Now, if it IS true, this probably has as much to do with Karl as it does with Kiki or Camby. Karl spoke highly in the media about Sprewell recently. Personally, I don't like it if it means the Nuggets wouldn't resign DJ. Now Nuggets fans have a tendency to overrate DJ, but my main issue is that he's still a young guy and considering that last season was his first full season back since suffering a injury that would have ended a lot of people's careers, I think it's fair to look last season as a rookie season. I don't like the idea of signing a 35 year old shooting guard who is on the decline and who has obvious character issues over a guy who is more than 10 years younger and will likely improve his game and who has already had to struggle through some real adversity that no one would want to go through (compare that to Spre's "feed my kids" remark). With Buckner resigning almost a lock, if Spree is signed that would most likely leave DJ the odd man out.

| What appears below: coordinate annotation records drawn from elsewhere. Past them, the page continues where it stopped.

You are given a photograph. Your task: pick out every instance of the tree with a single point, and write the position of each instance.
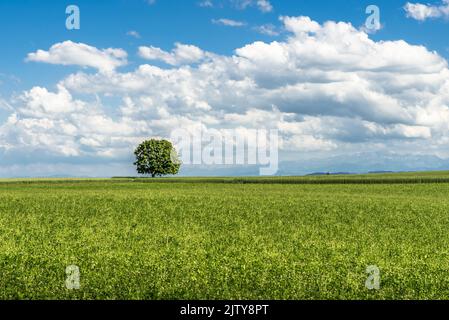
(157, 157)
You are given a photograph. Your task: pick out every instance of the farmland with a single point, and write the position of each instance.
(226, 238)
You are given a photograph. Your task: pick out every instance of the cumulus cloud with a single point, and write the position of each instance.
(133, 34)
(80, 54)
(262, 5)
(268, 29)
(229, 22)
(326, 88)
(423, 12)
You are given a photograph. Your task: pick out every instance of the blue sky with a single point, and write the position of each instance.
(129, 26)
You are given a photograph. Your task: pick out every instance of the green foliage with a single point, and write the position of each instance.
(157, 158)
(198, 240)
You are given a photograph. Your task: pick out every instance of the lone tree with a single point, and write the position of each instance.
(157, 157)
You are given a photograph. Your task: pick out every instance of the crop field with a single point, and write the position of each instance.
(226, 238)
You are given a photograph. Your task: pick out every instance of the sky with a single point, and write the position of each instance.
(343, 97)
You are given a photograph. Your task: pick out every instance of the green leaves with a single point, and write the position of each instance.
(157, 158)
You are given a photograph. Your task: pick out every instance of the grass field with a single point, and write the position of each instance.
(226, 238)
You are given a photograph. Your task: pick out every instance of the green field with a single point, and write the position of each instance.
(226, 238)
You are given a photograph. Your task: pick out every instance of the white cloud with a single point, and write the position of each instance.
(229, 22)
(262, 5)
(268, 29)
(326, 87)
(133, 34)
(423, 12)
(71, 53)
(181, 54)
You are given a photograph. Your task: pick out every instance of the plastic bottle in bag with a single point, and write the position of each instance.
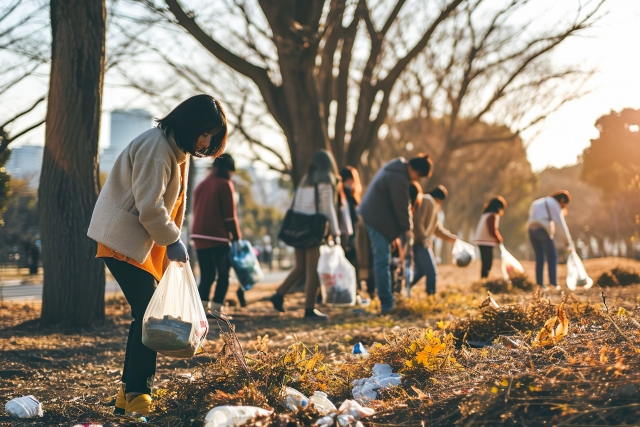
(463, 253)
(322, 403)
(232, 416)
(24, 407)
(175, 323)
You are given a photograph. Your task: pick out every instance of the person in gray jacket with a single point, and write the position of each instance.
(386, 213)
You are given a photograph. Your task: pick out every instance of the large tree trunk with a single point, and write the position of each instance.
(69, 185)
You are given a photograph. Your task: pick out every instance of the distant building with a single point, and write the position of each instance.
(25, 163)
(125, 125)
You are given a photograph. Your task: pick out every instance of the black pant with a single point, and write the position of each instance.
(139, 360)
(214, 260)
(486, 255)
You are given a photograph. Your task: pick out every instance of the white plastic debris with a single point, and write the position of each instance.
(349, 415)
(322, 403)
(295, 400)
(24, 407)
(366, 389)
(232, 416)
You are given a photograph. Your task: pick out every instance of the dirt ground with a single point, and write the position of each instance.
(75, 373)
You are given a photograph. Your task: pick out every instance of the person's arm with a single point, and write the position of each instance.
(562, 230)
(328, 207)
(492, 221)
(444, 234)
(229, 212)
(149, 179)
(398, 191)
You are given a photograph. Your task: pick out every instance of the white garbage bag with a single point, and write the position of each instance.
(511, 267)
(175, 323)
(337, 277)
(576, 273)
(463, 253)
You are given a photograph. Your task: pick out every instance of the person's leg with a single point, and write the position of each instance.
(420, 262)
(431, 272)
(223, 265)
(296, 273)
(486, 256)
(538, 250)
(552, 259)
(382, 274)
(138, 287)
(207, 273)
(312, 282)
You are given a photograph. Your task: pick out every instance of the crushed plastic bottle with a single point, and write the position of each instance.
(24, 407)
(322, 403)
(360, 350)
(295, 400)
(232, 416)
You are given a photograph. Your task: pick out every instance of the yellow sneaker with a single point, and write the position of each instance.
(121, 402)
(139, 405)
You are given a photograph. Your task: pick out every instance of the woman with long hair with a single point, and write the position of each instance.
(138, 218)
(215, 225)
(322, 176)
(546, 226)
(487, 234)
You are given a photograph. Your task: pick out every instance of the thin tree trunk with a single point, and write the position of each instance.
(74, 279)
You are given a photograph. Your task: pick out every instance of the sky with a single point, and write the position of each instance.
(611, 47)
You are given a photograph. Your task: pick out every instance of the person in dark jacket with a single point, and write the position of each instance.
(215, 224)
(386, 213)
(353, 192)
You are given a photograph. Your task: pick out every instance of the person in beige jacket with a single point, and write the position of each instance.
(425, 227)
(138, 218)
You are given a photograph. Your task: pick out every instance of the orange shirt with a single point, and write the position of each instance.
(157, 261)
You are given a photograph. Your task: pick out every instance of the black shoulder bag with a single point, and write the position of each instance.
(301, 230)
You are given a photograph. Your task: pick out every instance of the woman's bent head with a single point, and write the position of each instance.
(198, 125)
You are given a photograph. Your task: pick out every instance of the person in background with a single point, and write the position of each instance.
(215, 225)
(546, 224)
(425, 227)
(137, 223)
(386, 213)
(323, 175)
(353, 193)
(488, 234)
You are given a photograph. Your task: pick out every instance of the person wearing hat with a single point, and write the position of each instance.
(215, 225)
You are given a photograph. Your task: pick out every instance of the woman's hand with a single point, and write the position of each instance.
(177, 252)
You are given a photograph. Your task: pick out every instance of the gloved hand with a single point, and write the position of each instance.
(177, 252)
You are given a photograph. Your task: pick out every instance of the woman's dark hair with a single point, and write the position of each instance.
(194, 117)
(495, 204)
(439, 193)
(321, 169)
(415, 194)
(562, 196)
(223, 165)
(422, 164)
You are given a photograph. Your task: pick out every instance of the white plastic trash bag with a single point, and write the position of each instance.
(337, 277)
(511, 267)
(463, 253)
(175, 323)
(576, 273)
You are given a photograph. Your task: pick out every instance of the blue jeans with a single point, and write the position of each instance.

Now if the Nuggets were to resign Buck and DJ and still sign Spree to a one year deal, I can't say I'd have any issues with it. He's probably got enough game left to contribute. The Nuggets would probably be the deepest team in the league (that doesn't mean best team... but if the injury bug hit it would be nice). But that doesn't seem too likely at this point...


----------



## Timmons (May 25, 2005)

> *Triple_Single*
> Now Nuggets fans have a tendency to overrate DJ,


You wouldn't be talking about posters like me would you?!! :banana: Yeah, I didn't think so.... :angel: 




> Now if the Nuggets were to resign Buck and DJ and still sign Spree to a one year deal, I can't say I'd have any issues with it. But that doesn't seem too likely at this point...


That would be the ideal, but yeah probably unlikely.


----------



## cpawfan (Jun 20, 2004)

Who on last year's roster is Spree an upgrade over?

Person - Wes can still shoot
DJ - doubtful uless Spree finds what Ponce de Leon couldn't
Buckner - possible, but I don't believe Spree has enough left in the tank to be better than Buck


----------



## DANNY (Aug 9, 2005)

sheefo13 said:


> I like Spree because of his off the court stuff. His rim business he has going, the awsome shoe deal he had about two years ago, but last year was really disappointing for a Spree fan like myself. He was my favorite player 2 years ago with the Wolves but he was a totaly different player last year. He seemed as if he didn't even care. But as you will see, once he plays the Knicks and now the Wolves, Spree will try to go off and take as many shots as he can... Some times this works, some times it doesn't. But I think it is a poor signing for the Nuggets, good for the other NW division teams other than the Wolves.


wow a rim business and some crazy shoe deal..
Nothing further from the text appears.